REUTERS/Jessica Rinaldi

What seems to get lost in all the talk from the political pundits, the politicians and even President Obama himself, is the personal side of the Affordable Care Act, or Obamacare.

If you’ve never been without health insurance or worried that you could not get a policy — at any price — then perhaps it’s hard to have empathy for those of us who still support this law, even though I’ll be the first to admit it has flaws, it will need tweaking and yes, I share in the frustration over the Web site.

But I quit worrying about health insurance once Obamacare had been signed into law.

For starters, preexisting conditions no longer give health insurance companies an excuse to turn me, or anyone else, down. Without divulging personal information, I’m one of those people whom no insurance company will touch. I know. I tried, without success, to get insurance from a private company after my husband’s layoff from his job in IT (the company decided to offshore software development as it was less expensive.) We ended up paying $1,400 a month for 18 months for health insurance through COBRA (the Consolidated Omnibus Budget Reconciliation Act);  he was unemployed for part of that time and when he did work, it was for a company that did not offer benefits.

Before we made the decision to spend that kind of money for COBRA (which equals the amount of my daughter’s student loans when she graduates college), I researched health insurance and was told I was considered uninsurable. Yet I’ve never been hospitalized or made an emergency room visit for either of my preexisting conditions; I take an over-the-counter medication (about $5 a month) for one and a generic prescription for the other ($10 a month).

My case isn’t unique. I’ve talked with friends who’ve had similar experiences. One, married to an attorney who has his own solo practice, has a policy covering her family. But she hesitated to get checkups. “What if they find something wrong with me?” she asked, afraid any diagnosis would give the insurance company an excuse to raise premiums or even drop her coverage.

My daughter, a college student, is insured under our policy now because of Obamacare. When she graduates, she can continue that coverage until she reaches age 26, so while she’s trying to get her career established, pay rent, buy a car, she won’t have to worry about insurance.

Or she could choose a catastrophic policy, available to the under-3o set, for a pretty reasonable price.

My best friend, whose daughter is facing serious mental health issues, is thrilled to see the inclusion of mental health coverage in policies now.

Preventive health care services are covered now, even in catastrophic policies with higher deductibles. It’s just common sense to cover preventive health. You service your car — changing the oil, replacing filters and fluids — so it will run better and last longer. Our bodies aren’t that different.

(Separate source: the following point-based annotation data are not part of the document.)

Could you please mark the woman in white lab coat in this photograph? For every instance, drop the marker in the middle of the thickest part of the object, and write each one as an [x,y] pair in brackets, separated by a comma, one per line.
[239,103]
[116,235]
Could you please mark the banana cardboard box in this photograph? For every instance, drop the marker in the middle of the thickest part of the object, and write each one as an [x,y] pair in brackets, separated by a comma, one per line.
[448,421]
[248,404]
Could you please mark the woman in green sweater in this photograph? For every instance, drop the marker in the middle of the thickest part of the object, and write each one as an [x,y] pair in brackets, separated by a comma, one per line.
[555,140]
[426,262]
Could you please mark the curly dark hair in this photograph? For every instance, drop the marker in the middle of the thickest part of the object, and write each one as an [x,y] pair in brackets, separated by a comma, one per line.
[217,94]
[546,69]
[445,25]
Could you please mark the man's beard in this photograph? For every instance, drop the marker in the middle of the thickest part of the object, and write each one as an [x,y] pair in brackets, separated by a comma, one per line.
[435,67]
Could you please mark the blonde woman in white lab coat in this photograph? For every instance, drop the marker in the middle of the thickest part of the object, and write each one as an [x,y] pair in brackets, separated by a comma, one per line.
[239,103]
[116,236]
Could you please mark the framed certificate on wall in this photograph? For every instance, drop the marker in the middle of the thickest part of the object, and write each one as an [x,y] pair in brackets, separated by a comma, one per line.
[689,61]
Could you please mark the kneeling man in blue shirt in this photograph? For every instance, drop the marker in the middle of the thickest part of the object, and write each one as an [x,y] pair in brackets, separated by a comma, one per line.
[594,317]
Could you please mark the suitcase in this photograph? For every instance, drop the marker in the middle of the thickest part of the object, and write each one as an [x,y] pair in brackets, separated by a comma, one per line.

The cost for a policy under ACA? Out of curiosity, I’ve checked both the list of possible policies for us on the official marketplace site and estimated the actual cost to us on the Kaiser Family Foundation site. Depending on what we choose, it looks like it could run around $500 a month. That’s more than we’re paying now for the policy my husband has through work, but far less than through COBRA.

He has a contract job, so it won’t last forever. And though I don’t want to go through that job-search process again, and that financial desert between jobs and paychecks, the possible loss of health insurance through an employer doesn’t scare me as it once did.

People argue that they shouldn’t be forced to buy a health insurance policy, and that just seems irresponsible. I don’t care if you’re a healthy 25-year-old male. Accidents happen. Illnesses can happen, even to previously healthy individuals. And it’s easy to run up thousands in medical bills.

The cost down the road to the entire taxpaying public? I don’t know, but can we honestly believe that continuing to have 40 million Americans without insurance won’t run up emergency room bills and increase costs because simple conditions go untreated until they become complex and expensive?

Obamacare is not the final answer in providing health coverage to every American. I think it’s just the start. We still need to look at how we can cut health care costs in this country, without sacrificing quality.

“Life, liberty and the pursuit of happiness.” It’s tough to pursue any of those if you’re sick, you worry your policy could be cancelled — or you can’t even buy health insurance.